Non-motoring > Washing machine query Accessories and Parts
Thread Author: legacylad Replies: 9

 Washing machine query - legacylad
Is it me but every few years the red/blue plastic taps, which turn through 90 degrees to allow water into the machine, round off. And I only turn the washer on once a week !
Any metal alternatives ?
In the meantime I’ll revert to using pliers....I suppose you could leave the water supply permanently on but I’d ( irrationally) prefer not to.
 Washing machine query - sooty123
I don't think I've ever touched them, apart from fitting a new washing machine. All the houses we've had they've tucked away behind the machine making it difficult to turn them on/off frequently.
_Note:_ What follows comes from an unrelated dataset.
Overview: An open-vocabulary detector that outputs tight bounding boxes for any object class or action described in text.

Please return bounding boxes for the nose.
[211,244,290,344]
I guess you could fit the metal one that are common in houses but you'd need a screwdriver to turn the valve.
 Washing machine query - bathtub tom
>> I guess you could fit the metal one that are common in houses but you'd
>> need a screwdriver to turn the valve.

I started fitting those for rarely necessary occasions, lavatory cistern, loft tanks. One in the loft started leaking past the screw. May have been leaking slowly for a long time before water started dripping out of a bedroom light fitting. Completely soaked much of the insulation that was a pain to then remove, but at least the ceilings stayed up.
 Washing machine query - MD
Ballafix valves, those that require a screwdriver should be bought, then immediately thrown in the nearest skip. They all leak.

Buy the lever variety.
 Washing machine query - henry k
>>....I suppose you could leave the water supply permanently on but I’d ( irrationally) prefer not to.
Never in my life have I had easy access to the water supply taps for our washing machines so they have always been left on.
Always had metal versions not plastic. Now our machine is cold fill only my risk is halved ? :-)
 Washing machine query - martin aston
I have never had issues with the hose taps on washing machines or dishwashers over many years. They are always left on. I have however had leaks past the screw on the screw type. My plumber confirms they are often prone to leaks. The last one I replaced in the feed to a boxed-in WC cistern I left a blue kitchen cloth knotted below it to wick away any drips and check it every few months. It’s been OK so far.
I suspect none of these fittings is very well engineered but that the ones fitted with the taps may be inherently better. Has anyone ever taken either type apart?
 Washing machine query - legacylad
Since removing an internal wall and turning the kitchen into a galley kitchen, thus losing one wall of storage and floor cupboards, the washing machine has lived in my garage.
I extended the CW feed and the blue plastic tap was directly behind the washer, easily accessible and I suppose I got into the habit of turning it on whenever the machine needed water.

Henceforth I’ll leave it permanently on, only turning off the garage CW feed when I go away.
 Washing machine query - Kevin
I've always understood the small 90o ball valves to be service valves. ie You leave them open until you need to isolate some particular section of pipework at which point you turn them to start them leaking.
 Washing machine query - hawkeye
I had this issue with a rental I used to look after. Tap well hidden behind a machine I went to change. Tap was loose with a big conical hole where it should have had flats to grip the shank. Difficult to prove but it seemed to me that the machine might have been nudging the tap on the spin cycle. I laid some timber against the skirting to keep the new machine away from the cold water feed.
 Washing machine query - Dave_
The red/blue plastic taps are designed for servicing purposes rather than daily use. If the connection doesn't leak when in use, there's no rational reason to turn them off. Washing machine internals are all robot-assembled now, with every connection set to the correct torque.

Washing machine hoses are best connected by smearing vaseline on the rubber washer, then screwing on hand-tight and not using tools. The washer can bear far more than your domestic water pressure as long as the hose isn't overtightened with tools.